Mathieu était également une combattante dévouée à son pays. Dès l’éclatement de la Seconde Guerre Mondiale, elle a mis sa carrière d’athlète de côté et s’est engagée dans la Women’s Royal Voluntary Service afin d’aider un maximum de gens en Grande-Bretagne. Attention mesdames et messieurs, révision de vos cours d’histoire en vue. Au cours du mois de septembre 1940, elle se voit confier par l’amiral Muselier la création d’un corps d’armée féminin dont elle serait à la tête. Elle créa donc le Corps des Volontaires françaises et s’occupa elle-même de l’entraînement.

Simonne Mathieu est apparue à de nombreuses reprises aux côtés du Général De Gaulle, que ce soit à Alger en 1943 ou lors de la Libération de Paris le 26 août 1944. Elle est alors Capitaine. La joueuse et militaire est déjà apparue en uniforme pour arbitrer un match de tennis, opposant Henri Cochet à Yvon Pétra.

« Même ce damné filet est anglais ! »

Simonne Mathieu
Vous aurez sûrement reconnu le Général De Gaulle sur la gauche de cette photo, prise le 12 novembre 1942 à Londres.Simonne Mathieu recevait de ses mains La Croix de la Libération. ©CENTRAL / AFP

D’ailleurs, savez-vous qui était Roland Garros ?

Roland Garros était tout sauf un tennisman. Sportif accompli et aviateur, il s’est illustré lors de la Première Guerre Mondiale. Enfant, Roland Garros a pratiqué différents sports, tels que le rugby ou le cyclisme, jusqu’à ce qu’un pneumonie ne vienne refroidir ses ardeurs. Quelques années plus tard, le natif de la Réunion s’est orienté vers des études de commerce. Diplômé de HEC, il a ouvert sa propre concession automobile dans la ville Lumière.

C’est en 1909 que la vie de Roland Garros a basculé. Invité à un meeting aérien, il a eu un véritable coup de foudre pour les avions.

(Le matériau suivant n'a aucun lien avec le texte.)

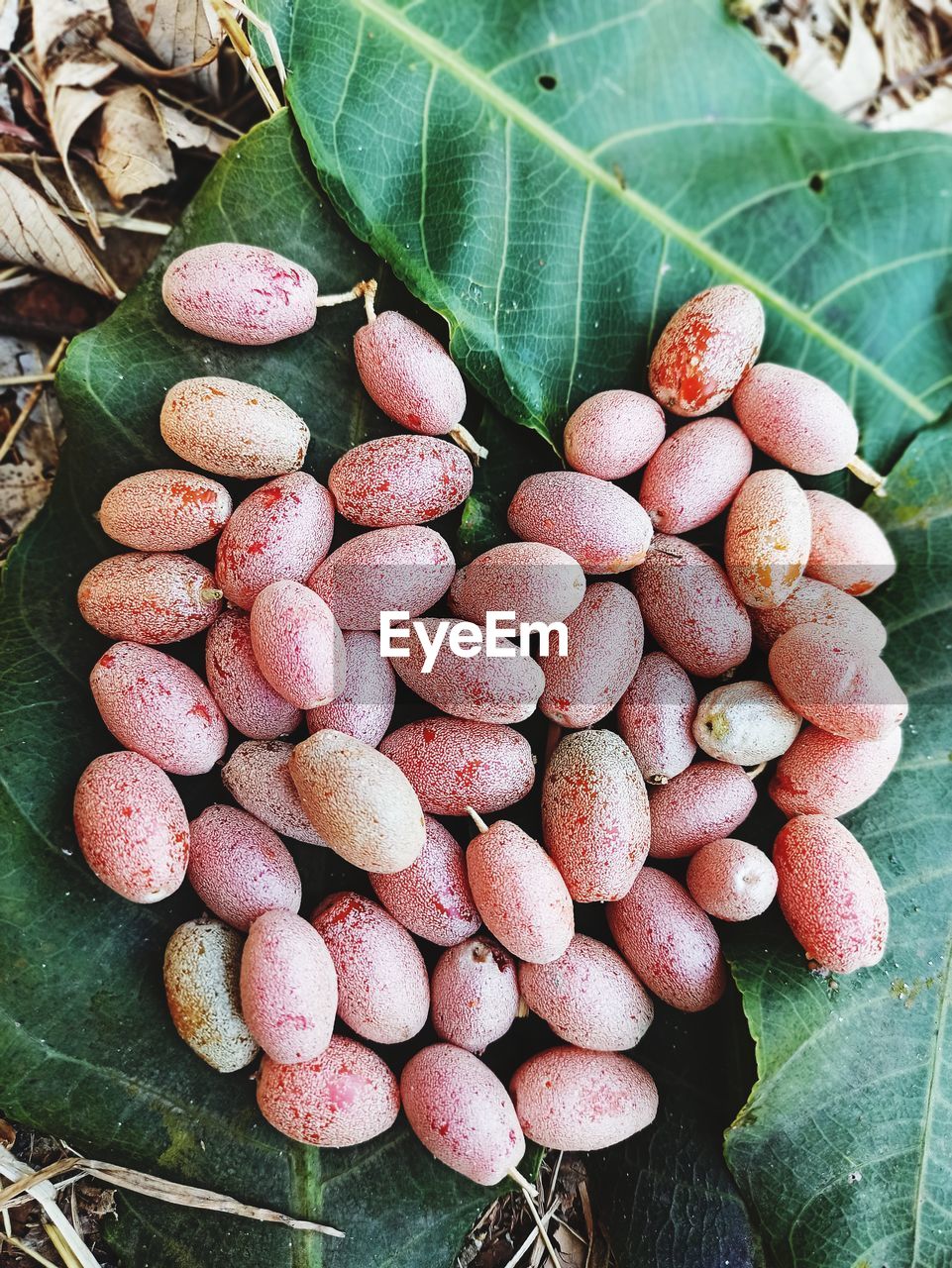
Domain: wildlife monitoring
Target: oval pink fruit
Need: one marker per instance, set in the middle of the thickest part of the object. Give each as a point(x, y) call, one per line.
point(132, 827)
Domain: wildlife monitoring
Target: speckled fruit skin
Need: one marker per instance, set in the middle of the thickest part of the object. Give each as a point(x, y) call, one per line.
point(767, 538)
point(480, 687)
point(344, 1097)
point(731, 879)
point(288, 987)
point(596, 523)
point(281, 531)
point(409, 374)
point(823, 774)
point(366, 706)
point(298, 644)
point(462, 1112)
point(403, 570)
point(534, 581)
point(240, 868)
point(694, 475)
point(588, 997)
point(164, 510)
point(829, 893)
point(200, 973)
point(837, 683)
point(258, 778)
point(243, 692)
point(654, 718)
point(159, 707)
point(612, 434)
point(689, 609)
point(703, 802)
point(796, 419)
point(577, 1100)
point(149, 597)
point(240, 294)
point(234, 429)
point(849, 549)
point(520, 893)
point(670, 942)
point(383, 991)
point(605, 643)
point(594, 815)
point(706, 349)
point(457, 764)
point(132, 827)
point(744, 723)
point(399, 479)
point(361, 801)
point(431, 898)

Seulement voilà, apprendre à piloter de manière classique lui aurait pris trop de temps. En autodidacte, il décida d’apprendre seul à manier ces grandes et complexes machines avant de passer son brevet. Dès lors, il enchaîne les divers meetings et démonstrations dans les airs.

C’était encore trop simple pour le pilote, qui s’est alors mis en tête de réaliser un pari fou : traverser la Méditerranée en avion. Sauf qu’en 1913, personne n’avait accompli un tel exploit. Le 23 septembre, Roland Garros a embarqué avec 200 litres d’essence et 60 d’huile de ricin. Après deux pannes et huit heures de vol, il a finalement atteint la Tunisie avec seulement cinq litres dans son réservoir.

Un an plus tard, la Seconde Guerre Mondiale éclatait. Jugeant l’armement des aéronefs bien trop futile, il a usé de son génie et offert à l’armée le tout premier chasseur monoplace équipé d’une mitrailleuse. Hélas, il a été fait prisonnier en 1915 et son invention est tombé aux mains de ses ennemis. Si Roland Garros s’est échappé après trois ans de captivité, il a écouté son courage et est retourné au combat malgré une myopie naissance. Roland Garros décéda le 5 octobre 1918 sous le feu ennemi, son avion abattu au-dessus des Ardennes après un quatrième duel remporté dans les airs.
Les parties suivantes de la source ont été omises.